A new analysis of an HIV prevention trial previously known to have poor outcomes has now revealed that behavioural measures used for assessing adherence were inaccurate, a conference has heard.
The Vaginal and Oral Interventions to Control the Epidemic (VOICE) trial assessed the effect of taking any of three antiretroviral medicines — oral tenofovir tablets, oral Truvada tablets or vaginal tenofovir gel — in preventing HIV.
The study involved 5,029 women in South Africa, Uganda and Zimbabwe from 2009 to 2012. Adherence rates were determined based on self-reporting from participants and counts of unused applicators and pills.
“What we presented was an in-depth analysis of that divergence between behaviour and biological measure of endurance based on drug detection in biological specimens.”
Ariane van der Straten, RTI International. The first result of the trial, which was presented last year, showed that none of the three medicines was effective.
But the results of a new analysis based on blood samples, presented at the 21st Conference on Retroviruses and Opportunistic Infections on 4 March at Boston in the United States, gives insight into the challenges of self-reporting and treatment mechanisms for the Sub-Saharan Africa population.
The new analysis reveals that despite a 90 per cent adherence rate reported by the women, only 25 per cent actually used the products.
“What we presented was an in-depth analysis of that divergence between behaviour and biological measure of endurance based on drug detection in biological specimens,” says VOICE lead researcher, Ariane van der Straten, a senior research scientist at the US-based RTI International.
Van der Straten attributes the poor adherence rates to factors, including the burden of taking a daily treatment product and safety concerns among the women. “There was concern about taking ARV [antiretroviral] drugs as prevention as they are conceived as treatment drugs. So, there was a worry of being ‘pegged’ as HIV positive,” she says.
Two social and behavioural sub-studies, VOICE C and VOICE D, will explore the reason high-risk women did not follow the study process, van der Straten adds. Results are expected later this year.
The current VOICE analysis, however, is already making an impact in the HIV research community, says Deborah Baron, programme manager at South Africa’s Wits Reproductive Health. “When those of us in the field initially heard the [2013] results, we were surprised and were discouraged. However, we have learned a lot from the study,” Baron says.

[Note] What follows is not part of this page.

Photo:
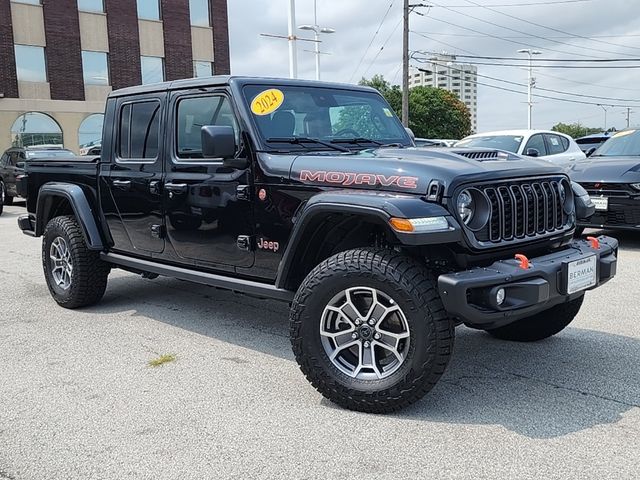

The adherence protocol was enhanced with real-time batch testing. “This is a tool researchers could use to intervene in real time, rather than at the end of a study, as we saw in VOICE,” says Baron.
“But it must be done carefully to ensure you don’t unblind the study.” The new study sheds light on the mechanism for treatment of patients with HIV in Africa. Women do not want interventions that will require that they use them daily, but may prefer those to be taken weekly, says Gita Ramjee, director of the South African Medical Research Council’s HIV prevention programme.
The council is currently involved in two studies testing the efficacy of a vaginal ring that contains an antiretroviral agent and is inserted for 30 days. Results are expected in late 2015.
I am sure this article will help us understand the issue of trials especially on microbicides.